What is the focus of investigations within your organization? Are you looking to identify the person or group responsible? Do you ask “who did it?”. Do you work to identify THE root cause? Do you often identify the root cause as “procedure not followed” or “human error”?
If you answered yes to any of the questions above then your organization may have a blame culture. A blame culture focuses on blaming humans for errors instead of looking for weak links in the company’s processes and procedures. Whether your organization has a blame or prevention culture will have a huge impact on the effectiveness of your investigations and your overall reliability.
The Blame Game
Recently, a user on Reddit shared a story right out of every employees’ worst nightmare. (Admittedly, this story is impossible to fact check, but it can still serve as a good example even if it is embellished.) According to the post on Reddit, a user with the handle cscareerthrowaway567 accidently made a copy-and-paste error and deleted the company’s entire production database the first day on the job as a junior software developer.
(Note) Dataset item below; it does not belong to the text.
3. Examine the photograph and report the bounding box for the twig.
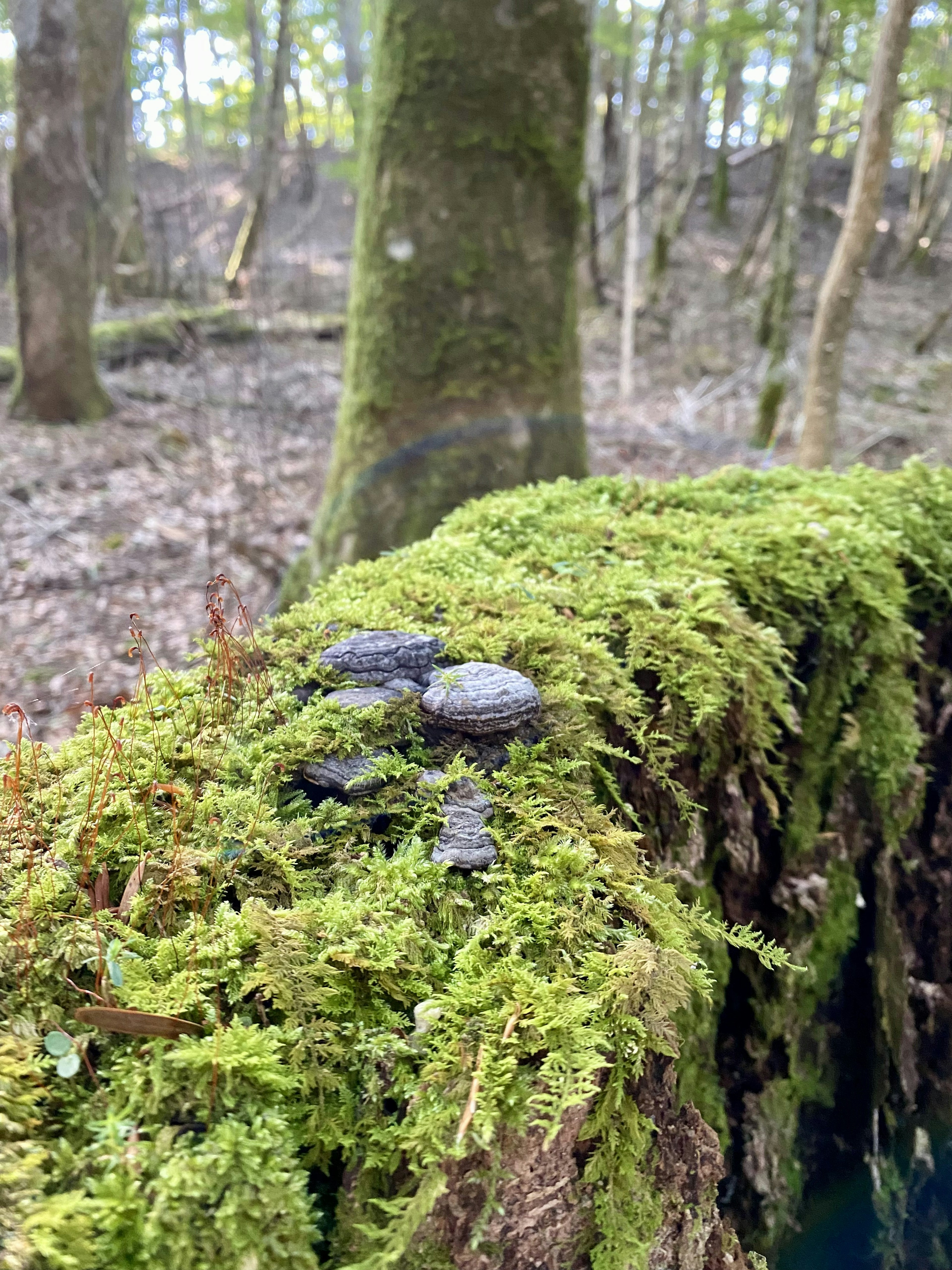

So how did the company handle the problem? The new employee was told to leave and never come back. According to the post, the employee pleaded for a chance to help fix the error, but was immediately fired and told to expect a call from the legal department.
The company’s approach appeared to be out of the blame game playbook: get rid of the employee responsible and the problem is ‘fixed”. While that one employee will never make the mistake again, the system will remain vulnerable to the same type of error if additional changes are not made. Not to mention the fact that the incident raises the many questions. For example, is it wise to let a first day employee work on anything where a single small error can have a huge impact?
A Prevention Perspective
In a previous blog, I wrote about an Amazon employee who made a $150 million typo when a command was entered incorrectly during planned maintenance and a large set of servers on the S3 platform was taken down for hours. So how did Amazon react? It’s reported that the employee is still working for Amazon which is a good indication that they have a different approach in how to deal with an employee’s expensive mistake. The different approach is out of the prevention playbook.
Rather than blaming the individual who entered the incorrect command, Amazon focused on improving the overall reliability of their system and worked to minimize the consequences of a similar error in the future. The system was modified so that servers would be removed more slowly and additional safeguards were added so that no subsystem would be reduced below its minimum required capacity level. Additionally, audits were performed to ensure that no other operational tools had similar vulnerabilities. Amazon focused on prevention and worked to make the design of the system itself more robust to improve reliability, thus preventing the same/similar incident from happening in the future.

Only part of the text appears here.